De entre os vários efeitos adversos de tratamentos oncológicos, contam-se os rashes cutâneos, xerose (pele extremamente seca), prurido, entre muitos outros. Consequentemente, podemos considerar que é sempre mais seguro presumir que estaremos perante uma pessoa que, ainda que no momento não tenha estes efeitos adversos cutâneos, tem uma alta probabilidade de os ter no futuro.
Quando a pele tem a sua função barreira comprometida, torna-se mais fácil que agentes externos penetrem até camadas mais profundas da pele. Enquanto nas camadas superficiais da pele, onde permaneceriam se a pele estivesse saudável, os compostos não fariam qualquer tipo de efeito adverso, ao penetrarem nas camadas mais profundas podem despoletar problemas na pele.
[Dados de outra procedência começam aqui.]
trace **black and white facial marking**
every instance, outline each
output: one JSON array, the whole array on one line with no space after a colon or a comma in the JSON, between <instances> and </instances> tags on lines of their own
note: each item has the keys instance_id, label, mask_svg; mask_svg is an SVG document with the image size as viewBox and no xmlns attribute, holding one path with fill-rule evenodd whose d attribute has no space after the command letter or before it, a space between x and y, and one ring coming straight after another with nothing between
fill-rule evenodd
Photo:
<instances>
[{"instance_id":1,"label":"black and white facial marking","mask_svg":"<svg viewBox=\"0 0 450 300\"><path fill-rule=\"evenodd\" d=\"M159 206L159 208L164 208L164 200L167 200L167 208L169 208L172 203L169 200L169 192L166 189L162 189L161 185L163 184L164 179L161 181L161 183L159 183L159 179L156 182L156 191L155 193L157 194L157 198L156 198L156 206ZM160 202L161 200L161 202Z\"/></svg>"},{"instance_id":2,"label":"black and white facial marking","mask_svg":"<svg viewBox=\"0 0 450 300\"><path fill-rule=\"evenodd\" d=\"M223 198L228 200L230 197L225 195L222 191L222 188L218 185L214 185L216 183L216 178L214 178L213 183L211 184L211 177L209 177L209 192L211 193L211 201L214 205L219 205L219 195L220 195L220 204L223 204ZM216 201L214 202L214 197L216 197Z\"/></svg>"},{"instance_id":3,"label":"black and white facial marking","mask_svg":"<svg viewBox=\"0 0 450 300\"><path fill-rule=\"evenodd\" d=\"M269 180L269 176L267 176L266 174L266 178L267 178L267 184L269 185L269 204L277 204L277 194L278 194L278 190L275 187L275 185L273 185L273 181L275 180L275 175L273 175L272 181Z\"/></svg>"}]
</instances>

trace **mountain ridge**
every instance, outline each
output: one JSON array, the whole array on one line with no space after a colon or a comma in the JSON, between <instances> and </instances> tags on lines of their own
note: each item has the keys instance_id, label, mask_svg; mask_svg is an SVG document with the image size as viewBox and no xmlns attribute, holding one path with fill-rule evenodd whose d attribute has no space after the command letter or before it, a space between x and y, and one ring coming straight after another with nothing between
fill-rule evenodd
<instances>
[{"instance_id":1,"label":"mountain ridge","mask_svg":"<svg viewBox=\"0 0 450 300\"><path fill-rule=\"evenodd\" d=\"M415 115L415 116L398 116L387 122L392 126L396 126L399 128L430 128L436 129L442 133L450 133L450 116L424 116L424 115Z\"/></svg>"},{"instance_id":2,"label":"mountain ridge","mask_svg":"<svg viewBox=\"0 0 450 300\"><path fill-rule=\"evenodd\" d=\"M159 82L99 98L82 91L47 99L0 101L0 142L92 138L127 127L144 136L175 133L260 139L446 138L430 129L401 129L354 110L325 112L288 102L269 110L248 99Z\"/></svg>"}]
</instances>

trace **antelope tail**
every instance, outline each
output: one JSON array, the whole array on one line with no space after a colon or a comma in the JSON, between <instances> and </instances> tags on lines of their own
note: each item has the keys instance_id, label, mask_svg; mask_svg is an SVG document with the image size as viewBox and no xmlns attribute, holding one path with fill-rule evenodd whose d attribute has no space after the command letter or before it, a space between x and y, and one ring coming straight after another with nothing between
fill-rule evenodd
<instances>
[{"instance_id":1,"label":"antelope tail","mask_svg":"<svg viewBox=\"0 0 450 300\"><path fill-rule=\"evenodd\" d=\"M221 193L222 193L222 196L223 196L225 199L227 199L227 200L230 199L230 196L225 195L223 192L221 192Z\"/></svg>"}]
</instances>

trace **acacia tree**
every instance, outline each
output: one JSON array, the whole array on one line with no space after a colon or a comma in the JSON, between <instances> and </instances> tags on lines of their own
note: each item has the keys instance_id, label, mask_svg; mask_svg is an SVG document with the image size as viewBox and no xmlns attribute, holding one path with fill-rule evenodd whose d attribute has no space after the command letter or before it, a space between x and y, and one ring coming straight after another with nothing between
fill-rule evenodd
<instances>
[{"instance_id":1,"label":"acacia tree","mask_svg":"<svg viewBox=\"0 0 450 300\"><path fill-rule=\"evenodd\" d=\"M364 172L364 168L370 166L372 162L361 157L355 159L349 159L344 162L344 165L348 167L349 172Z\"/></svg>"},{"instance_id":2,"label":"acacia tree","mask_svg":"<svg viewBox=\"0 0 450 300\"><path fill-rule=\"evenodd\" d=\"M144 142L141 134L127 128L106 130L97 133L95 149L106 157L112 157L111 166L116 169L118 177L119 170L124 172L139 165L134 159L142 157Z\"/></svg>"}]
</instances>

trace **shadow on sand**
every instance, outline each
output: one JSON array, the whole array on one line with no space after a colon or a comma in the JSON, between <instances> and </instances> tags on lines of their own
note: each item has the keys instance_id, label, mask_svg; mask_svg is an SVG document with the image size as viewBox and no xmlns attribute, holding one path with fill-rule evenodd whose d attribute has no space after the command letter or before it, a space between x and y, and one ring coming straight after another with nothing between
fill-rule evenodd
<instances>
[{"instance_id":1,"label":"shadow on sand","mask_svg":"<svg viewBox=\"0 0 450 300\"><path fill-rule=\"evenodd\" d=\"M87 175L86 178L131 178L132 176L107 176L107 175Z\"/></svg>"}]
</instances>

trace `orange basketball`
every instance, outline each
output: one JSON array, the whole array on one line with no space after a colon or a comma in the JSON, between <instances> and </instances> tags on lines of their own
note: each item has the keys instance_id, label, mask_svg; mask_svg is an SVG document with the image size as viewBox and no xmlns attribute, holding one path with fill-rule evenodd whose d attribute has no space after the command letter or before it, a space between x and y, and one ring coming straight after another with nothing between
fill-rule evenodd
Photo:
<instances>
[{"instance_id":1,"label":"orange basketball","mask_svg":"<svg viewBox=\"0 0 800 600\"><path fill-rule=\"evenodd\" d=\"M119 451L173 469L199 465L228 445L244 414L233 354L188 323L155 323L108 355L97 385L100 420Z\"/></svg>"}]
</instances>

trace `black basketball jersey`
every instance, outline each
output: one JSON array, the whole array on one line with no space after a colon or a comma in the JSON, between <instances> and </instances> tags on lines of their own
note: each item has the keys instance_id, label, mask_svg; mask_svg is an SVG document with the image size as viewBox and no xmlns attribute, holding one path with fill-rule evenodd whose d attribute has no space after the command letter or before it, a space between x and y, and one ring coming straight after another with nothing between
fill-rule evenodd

Quando falamos deste risco num contexto de um tratamento vital, não queremos, de todo, correr o risco de ter de o parar por motivos facilmente evitáveis.
Assim, por motivos de prevenção, recomenda-se usar produtos altamente nutritivos, mas com fórmulas minimalistas e sem fragrância.
As náusea e alterações no olfato e paladar
As náuseas estão presentes em cerca de metade dos doentes oncológicos que recebem tratamento e as alterações ao olfato atingem também uma fatia importante desta população, muitas vezes associadas também a alterações no paladar.
Assim, é importante perceber que qualquer aroma pode influenciar negativamente a fase pós tratamento. Por um lado, aromas fortes podem facilmente induzir uma onda de náusea ou prolongá-la. Contudo, com as alterações ao olfato, mesmo aromas suaves que antes tinham uma associação positiva para a pessoa, podem subitamente tornar-se impossíveis de tolerar.
Vamos manter o foco.
Como o mais importante é que o tratamento oncológico seja tolerável para que seja cumprido o ciclo até ao fim, devemos sempre trabalhar no sentido de melhorar e facilitar a adesão terapêutica.
A fragrância nos cosméticos tem um papel relevante, sim, mas o mais importante no momento do tratamento oncológico é garantirmos que o conseguimos levar até ao fim.